- Theatrical release poster
- Directed by: Shanmuga Sundaram
- Written by: Shanmuga Sundaram
- Produced by: Radha Ravi Bhagyalakshmi Radha Ravi
- Starring: Radha Ravi
- Cinematography: V. Ranga
- Edited by: L. Kesavan
- Music by: Deva
- Production company: B. R. R. Art Enterprises
- Release date: 19 February 1994;
- Country: India
- Language: Tamil

= Chinna Muthu =

1994 film by Shanmuga Sundaram

Chinna Muthu is a 1994 Indian Tamil-language action drama film written and directed by Shanmuga Sundaram in his debut. The film stars Radha Ravi in the title role with Rajeev, Y. G. Mahendran, Vaishnavi, and Chandrasekhar in supporting roles. It was released on 19 February 1994.

== Production ==
Chinna Muthu marked the directorial debut of Shanmuga Sundaram, who earlier worked as a dialogue writer for Annaamalai (1992). Radha Ravi played the title role, and it was his third film which he had produced under his production company.

== Soundtrack ==
Soundtrack was composed by Deva, with lyrics by Vairamuthu.

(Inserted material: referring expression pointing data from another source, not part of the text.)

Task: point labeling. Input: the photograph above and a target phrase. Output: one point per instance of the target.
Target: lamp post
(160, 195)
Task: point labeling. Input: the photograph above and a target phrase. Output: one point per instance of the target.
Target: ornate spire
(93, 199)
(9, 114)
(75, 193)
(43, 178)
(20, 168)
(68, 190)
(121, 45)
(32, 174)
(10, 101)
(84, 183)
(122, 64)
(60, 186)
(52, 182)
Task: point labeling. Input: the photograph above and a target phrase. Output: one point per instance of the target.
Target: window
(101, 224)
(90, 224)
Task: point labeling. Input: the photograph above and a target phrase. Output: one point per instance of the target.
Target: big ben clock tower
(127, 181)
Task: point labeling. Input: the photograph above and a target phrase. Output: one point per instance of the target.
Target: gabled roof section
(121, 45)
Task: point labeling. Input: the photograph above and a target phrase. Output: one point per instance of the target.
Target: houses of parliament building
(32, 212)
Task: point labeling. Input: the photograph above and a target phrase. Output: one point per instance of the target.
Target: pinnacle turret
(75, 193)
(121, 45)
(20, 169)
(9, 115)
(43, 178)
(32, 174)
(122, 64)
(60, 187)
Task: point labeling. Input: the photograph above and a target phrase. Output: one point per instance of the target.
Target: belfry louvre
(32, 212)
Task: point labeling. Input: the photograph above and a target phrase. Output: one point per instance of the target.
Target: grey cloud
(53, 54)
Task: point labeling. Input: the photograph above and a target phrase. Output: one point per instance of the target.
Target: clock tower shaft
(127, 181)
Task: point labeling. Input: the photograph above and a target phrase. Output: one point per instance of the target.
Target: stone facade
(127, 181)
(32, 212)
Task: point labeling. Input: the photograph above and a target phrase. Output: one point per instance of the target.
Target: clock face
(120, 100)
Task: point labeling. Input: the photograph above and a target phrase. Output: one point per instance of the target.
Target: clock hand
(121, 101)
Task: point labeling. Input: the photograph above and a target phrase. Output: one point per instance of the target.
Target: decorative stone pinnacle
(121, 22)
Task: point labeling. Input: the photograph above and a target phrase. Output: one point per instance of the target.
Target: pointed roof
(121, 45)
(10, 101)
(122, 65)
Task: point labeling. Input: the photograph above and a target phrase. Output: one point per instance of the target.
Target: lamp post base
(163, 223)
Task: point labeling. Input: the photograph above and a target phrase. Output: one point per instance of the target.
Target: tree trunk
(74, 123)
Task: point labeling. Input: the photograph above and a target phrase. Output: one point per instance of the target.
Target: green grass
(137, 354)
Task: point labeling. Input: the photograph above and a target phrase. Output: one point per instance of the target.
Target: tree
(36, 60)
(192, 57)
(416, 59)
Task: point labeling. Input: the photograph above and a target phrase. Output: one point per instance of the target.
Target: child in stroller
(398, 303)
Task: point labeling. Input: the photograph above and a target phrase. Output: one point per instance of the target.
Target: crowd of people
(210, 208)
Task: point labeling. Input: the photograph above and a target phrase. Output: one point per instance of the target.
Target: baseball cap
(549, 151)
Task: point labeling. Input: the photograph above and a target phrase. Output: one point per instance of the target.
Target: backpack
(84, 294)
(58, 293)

| Song | Singers | Length |
|---|---|---|
| "Chinna Muthu" (Lady) | Jikki | 02:26 |
| "Chinna Muthu" (Men) | S. P. Balasubrahmanyam | 02:25 |
| "Chinna Muthu" (Pathos) | S. P. Balasubrahmanyam | 01:14 |
| "Edhazh Oram" | K. S. Chithra, S. P. Balasubrahmanyam | 03:26 |
| "Parandhadhadi" | S. P. Balasubrahmanyam | 05:00 |
| "Soodana Manasu" | K. S. Chithra, S. P. Balasubrahmanyam | 04:43 |
| "Vadugapattiku Valathupakkam" | K. S. Chithra, Gangai Amaran | 05:02 |
| "Valathu Kaalai" | Swarnalatha, Malaysia Vasudevan | 04:16 |

== Release and reception ==
Chinna Muthu was released on 19 February 1994. Malini Mannath of The Indian Express gave a negative review, criticising Radha Ravi because "he indulged in a lot of over-acting" and that his earlier productions were "much better efforts".